Multidimensional arrays can have one index per axis. These indices are given in a tuple separated by commas.

In [2]:
# THis creates an array of size 10
import numpy as np
a = np.array([   0,    1,   16,   81,  256,  625, 1296, 2401, 4096, 6561])
a

array([   0,    1,   16,   81,  256,  625, 1296, 2401, 4096, 6561])

In [3]:
# print element at index 5
a[5]

625

In [4]:
# print slice of elements at indices 3, 4, 5, 6. notice that last index is excluded
a[3:7]

array([  81,  256,  625, 1296])

In [5]:
# replace every alternate element starting at index 0 to index 5, with -78
a[:6:2] = -78
a

array([ -78,    1,  -78,   81,  -78,  625, 1296, 2401, 4096, 6561])

In [6]:
# Reverse the elements in a
a[::-1]  

array([6561, 4096, 2401, 1296,  625,  -78,   81,  -78,    1,  -78])

In [229]:
# Multidimensional array indexing
b = np.array([[2, 3, 4],
       [3, 4, 5],
       [4, 5, 6]])

b

array([[2, 3, 4],
       [3, 4, 5],
       [4, 5, 6]])

In [230]:
# Element in row 2, col 2
b[2, 2]

6

In [44]:
# Elements in rows 0, 1, and 2 in column 1
b[0:3, 1]  

array([3, 4, 5])

In [45]:
# Elements in row 1 in each column of b
b[1:2, :]  

array([[3, 4, 5]])

In [231]:
# second last row
b[-2]  

array([3, 4, 5])

In [232]:
#  last row
b[-1]  

array([4, 5, 6])

In [113]:
# Another example of indezing in multidimensional array
a = np.array([[3, 22, 33, 34], [35, 26, 27,38], [39, 12, 13, 1], [4, 5, 6, 7]])
print("\n Array a:\n",  a)
print("\n Shape of a:", a.shape)
print("\n Element at index [0, 1] is ", a[0, 1])


 Array a:
 [[ 3 22 33 34]
 [35 26 27 38]
 [39 12 13  1]
 [ 4  5  6  7]]

 Shape of a: (4, 4)

 Element at index [0, 1] is  22


In [117]:
# Subsetting rows and columns of 'a' into another array 'b'

b = a[0:2, 0:2]
print(b, '\n')

b = a[1:2, 1:3]
print(b, '\n')

b = a[:, :]
print(b, '\n')

[[ 3 22]
 [35 26]] 

[[26 27]] 

[[ 3 22 33 34]
 [35 26 27 38]
 [39 12 13  1]
 [ 4  5  6  7]] 



In [124]:
a = np.array([[1, 2, 3], [4, 5, 6], [7, 8, 9], [10, 11, 12]])
print('a : \n', a , '\n')
print("Elements at index (0,2) and (1, 2) in a: ", a[[0, 1],[2, 2]])


a : 
 [[ 1  2  3]
 [ 4  5  6]
 [ 7  8  9]
 [10 11 12]] 

Elements at index (0,2) and (1, 2) in a:  [3 6]


In [140]:
# Boolean Indexing to identify elements that satisfy some conditions
a = np.array([[1, 2, 3], [1, 3, 4], [3, 5, 6]])
# Condition is that the element in a should be greater than 4 or less than 3
cond = np.logical_or(a > 4, a<3)
print('Boolean Mask of Elements that satisfy the condition a > 4 or a<3:\n', cond)

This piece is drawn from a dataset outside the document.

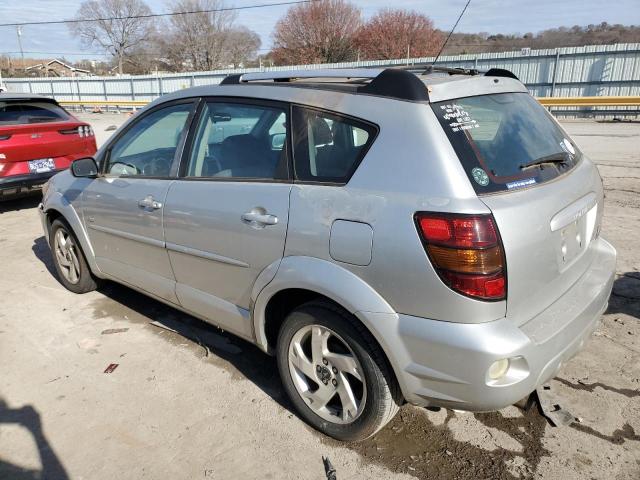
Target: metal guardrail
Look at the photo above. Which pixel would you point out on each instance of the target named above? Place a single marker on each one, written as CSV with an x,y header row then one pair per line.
x,y
621,101
103,103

print('\n\nElements that satisfy the cond a>4 or a<3:\n', a[cond])
print('\n\nAlso elements that satisfy the cond a>4 or a<3:\n',a[np.logical_or(a>4, a<3)])

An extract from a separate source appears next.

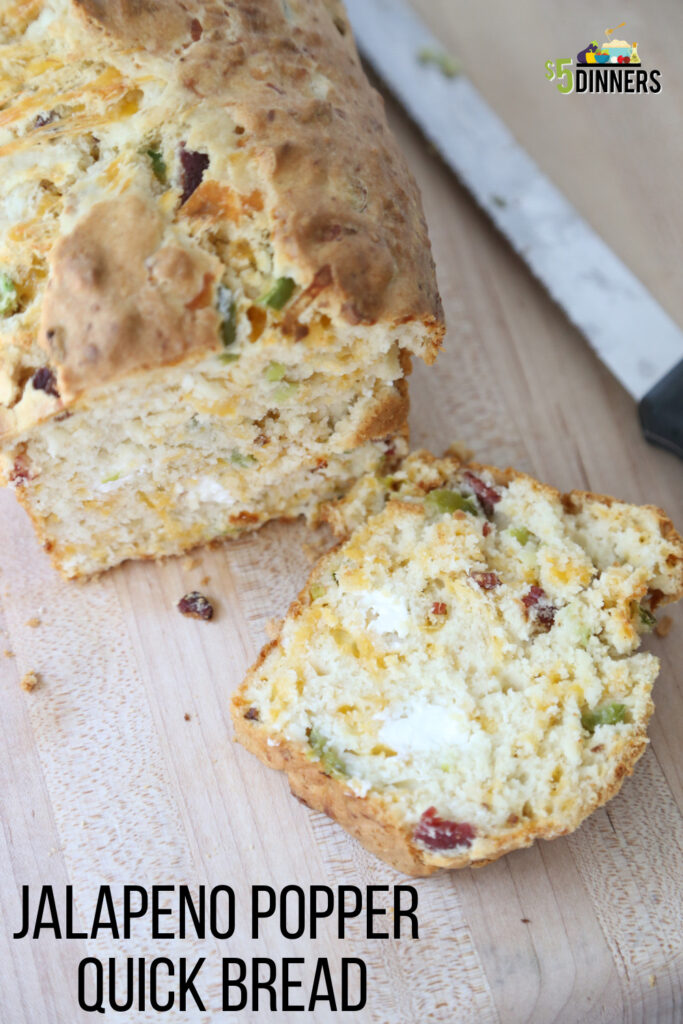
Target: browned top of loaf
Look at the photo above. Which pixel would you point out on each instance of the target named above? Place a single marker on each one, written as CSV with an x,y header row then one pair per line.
x,y
342,196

Boolean Mask of Elements that satisfy the condition a > 4 or a<3:
 [[ True  True False]
 [ True False False]
 [False  True  True]]


Elements that satisfy the cond a>4 or a<3:
 [1 2 1 5 6]


Also elements that satisfy the cond a>4 or a<3:
 [1 2 1 5 6]


### numpy [where()](https://numpy.org/doc/stable/reference/generated/numpy.where.html)
##The where() function of numpy returns the indices of elements that satisfy a given condition(s)

numpy.where(condition, [x, y, ]/)

Return elements chosen from x or y depending on condition.

####  where() outputs an array with elements from x where condition is True, and elements from y elsewhere

In [26]:
##The where() function of numpy returns the indices of elements that satisfy a given condition(s)

a = np.array([[1, 2, 3, 5], [14, 15, 16, 17]])
print(a, '\n a.shape\n', a.shape )
print("indices where elements are >15 :", np.where(a>15))

b = np.where(a>15)
print('indices: ', b)
  
print("\nElements which are >15" , a[b])
print('\n')

# Printing index of every element, iterating row by row
n_rows = a.shape[0]  # number of rows in a
for s in range(n_rows): # for each row
    for i in a[s]:  # for each column in that row
        print('Index of {} is {}'.format(i, np.where(a==i)))# print the index of the element
    

[[ 1  2  3  5]
 [14 15 16 17]] 
 a.shape
 (2, 4)
indices where elements are >15 : (array([1, 1], dtype=int64), array([2, 3], dtype=int64))
indices:  (array([1, 1], dtype=int64), array([2, 3], dtype=int64))

Elements which are >15 [16 17]


Index of 1 is (array([0], dtype=int64), array([0], dtype=int64))
Index of 2 is (array([0], dtype=int64), array([1], dtype=int64))
Index of 3 is (array([0], dtype=int64), array([2], dtype=int64))
Index of 5 is (array([0], dtype=int64), array([3], dtype=int64))
Index of 14 is (array([1], dtype=int64), array([0], dtype=int64))
Index of 15 is (array([1], dtype=int64), array([1], dtype=int64))
Index of 16 is (array([1], dtype=int64), array([2], dtype=int64))
Index of 17 is (array([1], dtype=int64), array([3], dtype=int64))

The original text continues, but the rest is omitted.